Citra harimau dalam dua novel karya Mochtar Lubis ini terasa negatif, mahluk yang membahayakan kehidupan manusia dan wajib diburu. Namun ada juga sastrawan yang melihat harimau adalah sekutu manusia. Harimau ditakuti sekaligus juga dikagumi. Begitu juga kebanyakan cerita folklor dan dongeng pengantar tidur seperti Si Kancil dan Harimau menunjukkan bahwa raja hutan ini adalah musuh bersama.

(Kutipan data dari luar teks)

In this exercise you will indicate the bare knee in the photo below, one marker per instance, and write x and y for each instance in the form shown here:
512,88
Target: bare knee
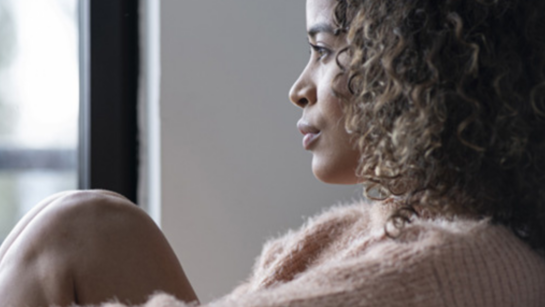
38,261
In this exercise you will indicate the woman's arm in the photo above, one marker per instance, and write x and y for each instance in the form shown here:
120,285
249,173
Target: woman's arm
88,247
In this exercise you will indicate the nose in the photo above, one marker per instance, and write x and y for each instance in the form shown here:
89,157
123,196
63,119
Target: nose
303,91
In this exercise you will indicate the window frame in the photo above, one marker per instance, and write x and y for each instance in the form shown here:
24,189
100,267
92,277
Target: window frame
109,73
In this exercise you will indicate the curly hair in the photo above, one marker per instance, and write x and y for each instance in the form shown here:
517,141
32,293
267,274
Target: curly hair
447,106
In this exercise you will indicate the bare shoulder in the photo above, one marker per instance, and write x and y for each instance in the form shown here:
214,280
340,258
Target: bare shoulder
88,247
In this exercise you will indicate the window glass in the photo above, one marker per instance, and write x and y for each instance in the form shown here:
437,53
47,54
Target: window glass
39,94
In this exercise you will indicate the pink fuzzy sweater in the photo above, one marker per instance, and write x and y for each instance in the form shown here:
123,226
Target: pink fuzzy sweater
343,258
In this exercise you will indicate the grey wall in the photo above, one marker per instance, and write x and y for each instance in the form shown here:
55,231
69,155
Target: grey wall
234,171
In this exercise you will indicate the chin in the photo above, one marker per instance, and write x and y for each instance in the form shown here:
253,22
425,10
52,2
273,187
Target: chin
333,173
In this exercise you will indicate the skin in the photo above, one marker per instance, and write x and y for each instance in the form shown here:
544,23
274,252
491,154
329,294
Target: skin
334,158
88,247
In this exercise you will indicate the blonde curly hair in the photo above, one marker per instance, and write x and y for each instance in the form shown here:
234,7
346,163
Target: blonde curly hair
447,106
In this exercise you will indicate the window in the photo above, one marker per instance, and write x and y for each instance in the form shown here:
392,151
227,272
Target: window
39,94
68,100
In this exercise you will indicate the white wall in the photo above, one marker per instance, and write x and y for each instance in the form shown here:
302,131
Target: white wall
234,172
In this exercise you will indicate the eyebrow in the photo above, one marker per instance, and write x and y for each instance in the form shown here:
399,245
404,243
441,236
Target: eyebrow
319,28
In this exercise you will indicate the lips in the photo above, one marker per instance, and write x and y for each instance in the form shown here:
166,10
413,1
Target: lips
310,133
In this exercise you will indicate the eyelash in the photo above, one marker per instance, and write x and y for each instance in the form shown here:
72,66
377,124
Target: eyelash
321,51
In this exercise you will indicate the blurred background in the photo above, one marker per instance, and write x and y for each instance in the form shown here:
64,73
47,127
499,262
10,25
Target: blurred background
219,160
39,96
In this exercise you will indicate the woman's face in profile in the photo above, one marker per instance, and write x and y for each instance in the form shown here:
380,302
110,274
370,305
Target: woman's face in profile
334,159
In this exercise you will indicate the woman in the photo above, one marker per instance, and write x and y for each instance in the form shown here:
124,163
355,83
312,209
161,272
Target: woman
436,107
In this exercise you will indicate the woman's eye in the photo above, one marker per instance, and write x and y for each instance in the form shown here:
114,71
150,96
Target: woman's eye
321,52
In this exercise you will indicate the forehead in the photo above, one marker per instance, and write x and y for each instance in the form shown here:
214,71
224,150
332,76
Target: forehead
319,11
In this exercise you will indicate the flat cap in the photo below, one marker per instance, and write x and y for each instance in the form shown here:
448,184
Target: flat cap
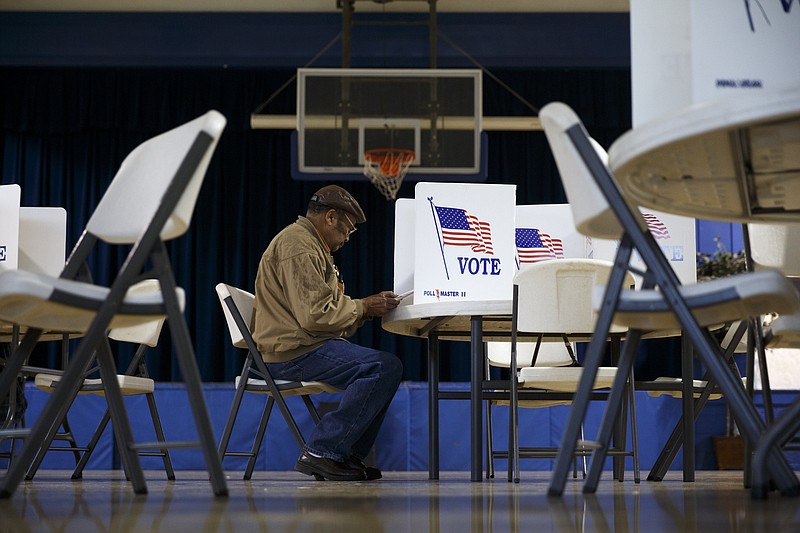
338,198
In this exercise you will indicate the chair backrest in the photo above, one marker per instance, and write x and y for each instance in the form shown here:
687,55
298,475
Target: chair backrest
592,214
556,296
146,333
128,206
776,246
550,354
42,239
244,302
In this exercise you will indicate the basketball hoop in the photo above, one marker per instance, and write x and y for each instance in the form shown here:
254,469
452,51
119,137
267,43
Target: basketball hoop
386,168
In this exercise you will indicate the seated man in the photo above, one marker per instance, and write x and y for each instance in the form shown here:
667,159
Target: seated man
302,317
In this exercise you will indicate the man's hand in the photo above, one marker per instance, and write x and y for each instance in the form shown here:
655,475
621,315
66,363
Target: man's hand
379,304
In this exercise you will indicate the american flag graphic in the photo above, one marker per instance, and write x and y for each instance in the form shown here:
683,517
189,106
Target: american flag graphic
533,246
459,228
656,227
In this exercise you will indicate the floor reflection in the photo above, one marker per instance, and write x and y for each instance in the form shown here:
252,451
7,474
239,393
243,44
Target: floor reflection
402,501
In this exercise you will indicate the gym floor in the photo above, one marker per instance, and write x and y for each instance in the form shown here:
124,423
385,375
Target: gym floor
401,501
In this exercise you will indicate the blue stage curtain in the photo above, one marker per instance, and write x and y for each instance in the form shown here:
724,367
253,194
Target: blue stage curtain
66,130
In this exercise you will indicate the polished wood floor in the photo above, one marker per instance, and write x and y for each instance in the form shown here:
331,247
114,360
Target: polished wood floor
402,501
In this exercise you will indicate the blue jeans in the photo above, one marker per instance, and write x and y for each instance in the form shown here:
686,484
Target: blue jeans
369,379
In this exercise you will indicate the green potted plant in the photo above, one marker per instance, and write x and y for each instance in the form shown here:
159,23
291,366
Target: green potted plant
728,448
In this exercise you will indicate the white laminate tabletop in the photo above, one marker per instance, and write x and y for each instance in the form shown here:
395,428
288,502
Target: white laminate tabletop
735,159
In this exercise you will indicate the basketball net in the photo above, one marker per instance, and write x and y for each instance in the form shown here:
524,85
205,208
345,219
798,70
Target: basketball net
386,168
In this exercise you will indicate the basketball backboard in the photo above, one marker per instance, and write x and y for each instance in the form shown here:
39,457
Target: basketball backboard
343,113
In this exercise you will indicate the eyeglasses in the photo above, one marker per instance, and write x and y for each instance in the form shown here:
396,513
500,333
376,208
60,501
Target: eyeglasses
350,231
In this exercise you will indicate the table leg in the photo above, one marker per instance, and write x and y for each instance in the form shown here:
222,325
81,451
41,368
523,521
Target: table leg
687,402
476,398
433,407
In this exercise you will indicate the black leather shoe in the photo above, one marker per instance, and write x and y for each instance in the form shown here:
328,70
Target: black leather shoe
322,468
371,472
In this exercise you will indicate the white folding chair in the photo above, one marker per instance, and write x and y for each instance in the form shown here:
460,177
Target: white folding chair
150,200
237,306
600,210
553,298
135,381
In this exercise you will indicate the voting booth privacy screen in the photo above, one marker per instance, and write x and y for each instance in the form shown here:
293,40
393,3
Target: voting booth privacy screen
465,242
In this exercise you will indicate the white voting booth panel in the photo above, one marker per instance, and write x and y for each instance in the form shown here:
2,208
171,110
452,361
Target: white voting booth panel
463,242
547,231
33,239
9,226
42,240
675,236
404,218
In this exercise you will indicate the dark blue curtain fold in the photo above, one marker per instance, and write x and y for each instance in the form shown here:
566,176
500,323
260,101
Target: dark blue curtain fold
66,130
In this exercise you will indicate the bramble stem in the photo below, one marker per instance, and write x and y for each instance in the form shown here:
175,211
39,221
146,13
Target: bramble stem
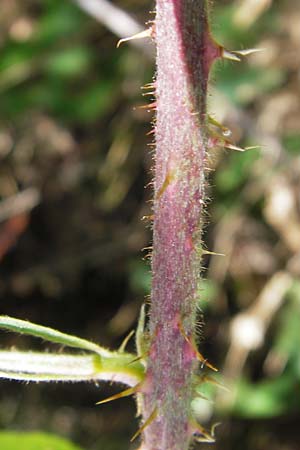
185,53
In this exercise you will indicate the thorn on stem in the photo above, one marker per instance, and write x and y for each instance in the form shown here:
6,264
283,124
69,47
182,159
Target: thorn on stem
131,391
150,419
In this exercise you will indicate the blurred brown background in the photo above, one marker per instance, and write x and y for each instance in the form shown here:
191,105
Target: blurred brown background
75,161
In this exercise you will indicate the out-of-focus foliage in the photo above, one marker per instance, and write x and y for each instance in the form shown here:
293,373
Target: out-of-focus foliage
73,143
34,441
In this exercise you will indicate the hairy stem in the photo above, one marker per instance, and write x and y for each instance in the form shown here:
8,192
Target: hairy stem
184,55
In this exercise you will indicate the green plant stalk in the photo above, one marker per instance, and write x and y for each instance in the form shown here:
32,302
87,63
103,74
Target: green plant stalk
185,53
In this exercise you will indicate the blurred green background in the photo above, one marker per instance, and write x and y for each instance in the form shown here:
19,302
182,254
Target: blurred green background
75,162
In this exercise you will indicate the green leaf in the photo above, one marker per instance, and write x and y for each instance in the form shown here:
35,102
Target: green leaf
34,441
49,334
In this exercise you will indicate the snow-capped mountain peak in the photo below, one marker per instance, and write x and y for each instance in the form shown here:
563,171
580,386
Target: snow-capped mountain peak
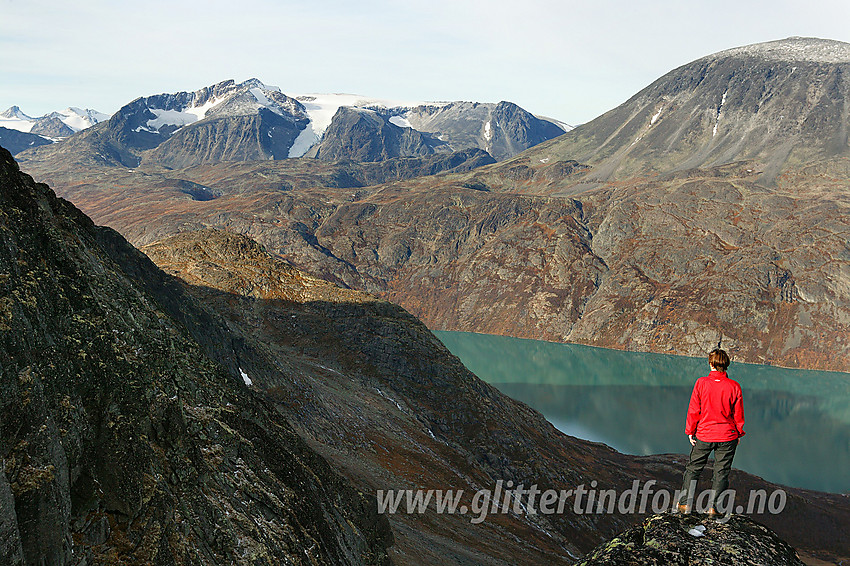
14,113
51,125
227,98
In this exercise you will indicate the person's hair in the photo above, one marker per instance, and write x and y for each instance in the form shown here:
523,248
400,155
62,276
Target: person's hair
719,359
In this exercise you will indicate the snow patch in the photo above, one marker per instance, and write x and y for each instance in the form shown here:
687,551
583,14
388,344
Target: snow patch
245,377
170,118
260,96
17,124
200,112
400,121
322,107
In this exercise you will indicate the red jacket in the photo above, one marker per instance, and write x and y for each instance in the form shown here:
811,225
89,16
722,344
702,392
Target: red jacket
716,410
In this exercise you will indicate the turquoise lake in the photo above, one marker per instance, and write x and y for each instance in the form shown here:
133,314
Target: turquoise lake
797,421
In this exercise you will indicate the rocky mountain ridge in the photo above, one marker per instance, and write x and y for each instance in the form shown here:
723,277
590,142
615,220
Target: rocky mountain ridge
780,105
121,440
364,382
53,126
657,257
252,121
382,399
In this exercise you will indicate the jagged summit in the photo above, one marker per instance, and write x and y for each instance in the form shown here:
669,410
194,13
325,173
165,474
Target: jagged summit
812,49
14,112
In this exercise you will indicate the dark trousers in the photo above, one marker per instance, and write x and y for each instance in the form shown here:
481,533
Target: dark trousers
723,454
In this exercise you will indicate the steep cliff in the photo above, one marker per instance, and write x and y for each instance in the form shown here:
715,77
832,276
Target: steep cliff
121,440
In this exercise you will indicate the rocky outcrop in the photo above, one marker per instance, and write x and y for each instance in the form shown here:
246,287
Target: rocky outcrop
120,440
503,129
383,400
781,104
692,540
52,126
360,134
261,136
16,141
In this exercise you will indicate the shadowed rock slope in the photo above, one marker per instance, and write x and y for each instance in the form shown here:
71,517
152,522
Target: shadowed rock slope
122,442
379,396
670,254
677,540
781,104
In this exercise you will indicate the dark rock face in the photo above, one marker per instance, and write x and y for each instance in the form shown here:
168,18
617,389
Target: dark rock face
781,103
16,141
503,130
694,540
51,126
121,440
362,135
262,136
223,122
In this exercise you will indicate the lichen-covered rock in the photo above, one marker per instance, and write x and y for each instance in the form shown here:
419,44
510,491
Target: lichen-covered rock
694,540
121,441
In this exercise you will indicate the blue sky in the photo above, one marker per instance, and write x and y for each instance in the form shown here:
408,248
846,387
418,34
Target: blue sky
567,60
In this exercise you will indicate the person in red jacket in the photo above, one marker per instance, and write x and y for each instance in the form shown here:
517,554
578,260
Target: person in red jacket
714,423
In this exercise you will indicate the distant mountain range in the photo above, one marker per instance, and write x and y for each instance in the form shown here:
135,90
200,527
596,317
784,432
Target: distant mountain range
232,121
709,206
19,131
54,125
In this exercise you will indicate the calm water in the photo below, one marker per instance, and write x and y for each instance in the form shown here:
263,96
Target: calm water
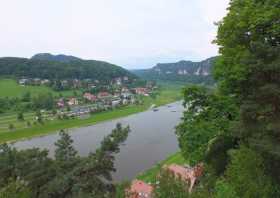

SB Chandra membuat novel Manusia Harimau dan beberapa sekuelnya pada 1970-an. Begitu juga dengan Motinggo Busye (nama samaran dari penulis Bustami Djalid lahir dari orangtua Minangkabau 1937-1999) menulis 7 Manusia Harimau sekitar 1980-an yang sebangun dengan cerita “werewolf” di dunia Barat. Harimau di mata dua penulis ini memberikan kesan tidak selalu menjadi musuh manusia, tetapi juga bisa berbuat kebaikan untuk manusia atau menjadi sekutu.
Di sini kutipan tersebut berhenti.